Они немного удалились от меня; когда они спускались по ступенькам террасы, до меня донеслись слова Бориса:
– Да, нет, не за этот конец. Подожди, я его вытру.
– Зачем?
– Я дотронулся до него.
Госпожа Софроницкая подошла ко мне, когда я оканчивал в одиночестве свой завтрак и обдумывал способ завязать с ней разговор. Я с удивлением увидел, что она держала мою последнюю книгу; она спросила меня, улыбаясь самым приветливым образом, действительно ли она имеет удовольствие говорить с ее автором. Затем сейчас же пустилась в долгое рассуждение о моей книге; ее оценка, похвалы и критические замечания показались мне более тонкими, чем те, что мне обыкновенно доводится слышать, хотя ее точка зрения была менее всего литературною. Она сказала, что почти исключительно интересуется психологическими вопросами и тем, что может пролить новый свет на человеческую душу. Но как редко встречаются, прибавила она, поэты, драматурги или романисты, умеющие не довольствоваться готовой психологией (единственной, заметил я ей, которая может удовлетворить читателя).
Маленький Борис был поручен ей на каникулы матерью. Я воздержался от сообщения ей причин, которые заставляли меня интересоваться им.

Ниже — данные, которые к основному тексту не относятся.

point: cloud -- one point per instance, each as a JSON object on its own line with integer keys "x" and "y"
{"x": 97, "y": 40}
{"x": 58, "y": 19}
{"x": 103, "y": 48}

– Он очень трудный ребенок, – сказала госпожа Софроницкая. – Общество матери оказывает на него дурное влияние. Она выражала желание ехать в Саас-Фе вместе с нами, но я согласилась заняться мальчиком только при условии, если она оставит его всецело на моем попечении; в противном случае я отказывалась брать ответственность за успех моего лечения. Представьте себе, сударь, – продолжала госпожа Софроницкая, – она держит мальчика в состоянии непрерывной экзальтации, что способствует проявлению у него крайне опасных нервных расстройств. После смерти отца ребенка этой женщине приходится зарабатывать себе на кусок хлеба. Она была пианисткой и, должна сказать, отличной исполнительницей, но ее слишком изысканная игра не могла нравиться широкой публике. Тогда она решила петь в концертах, в казино, пойти на подмостки. Она водила с собой Бориса в артистические уборные; мне кажется, что искусственная атмосфера театра сильно содействовала нарушению душевного равновесия ребенка. Мать очень его любит, но, по правде говоря, было бы желательно, чтобы он не жил вместе с ней.